DIALOGUES ET ENTRETIENS PHILOSOPHIQUES - L' A, B, C - Partie 14
Photo de PAPAPOUSS
L’A, B, C,
ou
DIALOGUES ENTRE A, B, C.
- Partie 14 -
__________
QUINZIÈME ENTRETIEN.
DE LA MEILLEURE LÉGISLATION.
C – De tous les Etats, quel est celui qui vous paraît avoir les meilleures lois, la jurisprudence la plus conforme au bien général et au bien des particuliers ?
A – C’est mon pays, sans contredit. La preuve en est que dans tous nos démêlés nous vantons toujours notre heureuse constitution, et que dans presque tous les autres royaumes on en souhaite une autre. Notre jurisprudence criminelle est équitable et n’est point barbare : nous avons aboli la torture, contre laquelle la voix de la nature s’élève en vain dans tant d’autres pays ; ce moyen affreux de faire périr un innocent faible, et de sauver un coupable robuste, a fini avec notre infâme chancelier Jeffreys, qui employait avec joie cet usage infernal sous le roi Jacques II.

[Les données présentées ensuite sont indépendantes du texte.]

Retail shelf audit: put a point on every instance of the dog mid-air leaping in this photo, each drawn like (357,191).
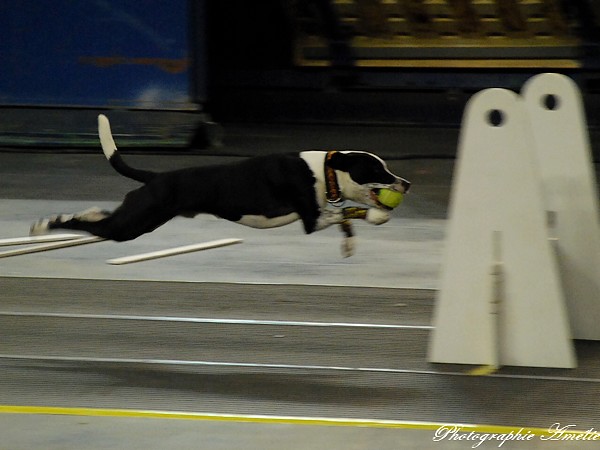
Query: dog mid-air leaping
(261,192)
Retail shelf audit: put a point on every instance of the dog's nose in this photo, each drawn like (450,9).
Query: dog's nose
(405,185)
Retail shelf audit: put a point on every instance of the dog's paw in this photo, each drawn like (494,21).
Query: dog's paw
(348,246)
(377,216)
(40,227)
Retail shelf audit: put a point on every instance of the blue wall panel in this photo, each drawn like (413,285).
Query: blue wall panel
(124,53)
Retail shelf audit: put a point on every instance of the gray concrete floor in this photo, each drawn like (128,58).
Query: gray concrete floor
(405,253)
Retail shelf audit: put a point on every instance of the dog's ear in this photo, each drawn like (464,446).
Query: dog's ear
(340,161)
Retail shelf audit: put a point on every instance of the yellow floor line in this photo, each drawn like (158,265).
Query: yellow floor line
(287,420)
(483,370)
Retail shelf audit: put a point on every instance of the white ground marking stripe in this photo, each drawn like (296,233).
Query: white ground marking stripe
(213,321)
(51,246)
(174,251)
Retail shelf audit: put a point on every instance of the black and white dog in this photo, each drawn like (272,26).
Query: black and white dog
(261,192)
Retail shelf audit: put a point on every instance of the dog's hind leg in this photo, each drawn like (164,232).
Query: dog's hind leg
(138,214)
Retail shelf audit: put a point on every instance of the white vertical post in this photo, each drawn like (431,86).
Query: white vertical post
(570,193)
(496,189)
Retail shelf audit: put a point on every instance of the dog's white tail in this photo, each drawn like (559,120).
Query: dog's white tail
(106,140)
(110,151)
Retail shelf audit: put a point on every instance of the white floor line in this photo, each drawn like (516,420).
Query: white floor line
(38,239)
(174,251)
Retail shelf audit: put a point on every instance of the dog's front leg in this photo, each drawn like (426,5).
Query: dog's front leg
(348,243)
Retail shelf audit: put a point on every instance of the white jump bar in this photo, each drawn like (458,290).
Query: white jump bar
(174,251)
(38,239)
(52,246)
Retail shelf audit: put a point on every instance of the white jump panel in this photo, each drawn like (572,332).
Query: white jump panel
(496,211)
(565,162)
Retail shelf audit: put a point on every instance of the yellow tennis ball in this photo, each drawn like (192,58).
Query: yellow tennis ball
(389,198)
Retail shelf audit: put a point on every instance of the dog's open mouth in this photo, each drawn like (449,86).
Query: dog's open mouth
(388,202)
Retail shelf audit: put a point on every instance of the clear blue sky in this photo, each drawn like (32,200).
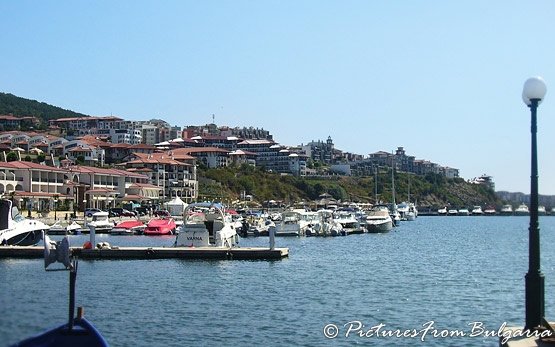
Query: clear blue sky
(441,78)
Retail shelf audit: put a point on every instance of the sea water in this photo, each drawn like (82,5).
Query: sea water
(435,281)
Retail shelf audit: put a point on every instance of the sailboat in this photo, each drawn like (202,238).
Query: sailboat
(407,209)
(395,215)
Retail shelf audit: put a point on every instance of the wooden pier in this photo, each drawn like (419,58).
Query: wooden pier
(244,253)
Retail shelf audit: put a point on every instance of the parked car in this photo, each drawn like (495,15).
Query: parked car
(141,211)
(90,211)
(162,213)
(121,212)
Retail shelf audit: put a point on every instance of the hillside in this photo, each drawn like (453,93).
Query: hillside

Chaque accusé est jugé par ses pairs ; il n’est réputé coupable que quand ils sont d’accord sur le fait ; c’est la loi seule qui le condamne sur le crime avéré, et non sur la sentence arbitraire des juges. La peine capitale est la simple mort, et non une mort accompagnée de tourments recherchés. Etendre un homme sur une croix de Saint-André, lui casser les bras et les cuisses, et le mettre en cet état sur une roue de carrosse, nous paraît une barbarie qui offense trop la nature humaine. Si, pour les crimes de haute trahison, on arrache encore le cœur du coupable après sa mort, c’est un ancien usage de cannibale, un appareil de terreur qui effraie le spectateur sans être douloureux pour l’exécuté. Nous n’ajoutons points de tourments à la mort ; on ne refuse point comme ailleurs un conseil à l’accusé ; on ne met point un témoin qui a porté trop légèrement son témoignage dans la nécessité de mentir, en le punissant s’il se rétracte ; on ne fait point déposer les témoins en secret, ce serait en faire des délateurs ; la procédure est publique (1) : les procès secrets n’ont été inventés que par la tyrannie.
Nous n’avons point l’imbécile barbarie de punir des indécences du même supplice dont on punit les parricides (2). Cette cruauté, aussi sotte qu’abominable, est indigne de nous.
Dans le civil, c’est encore la seule loi qui juge ; il n’est pas permis de l’interpréter ; ce serait abandonner la fortune des citoyens au caprice, à la faveur, et à la haine.
Si la loi n’a pas pourvu au cas qui se présente, alors on se pourvoit à la cour d’équité, par devant le chancelier et ses assesseurs ; et s’il s’agit d’une chose importante, on fait pour l’avenir une nouvelle loi en parlement, c’est-à-dire dans les états de la nation assemblée.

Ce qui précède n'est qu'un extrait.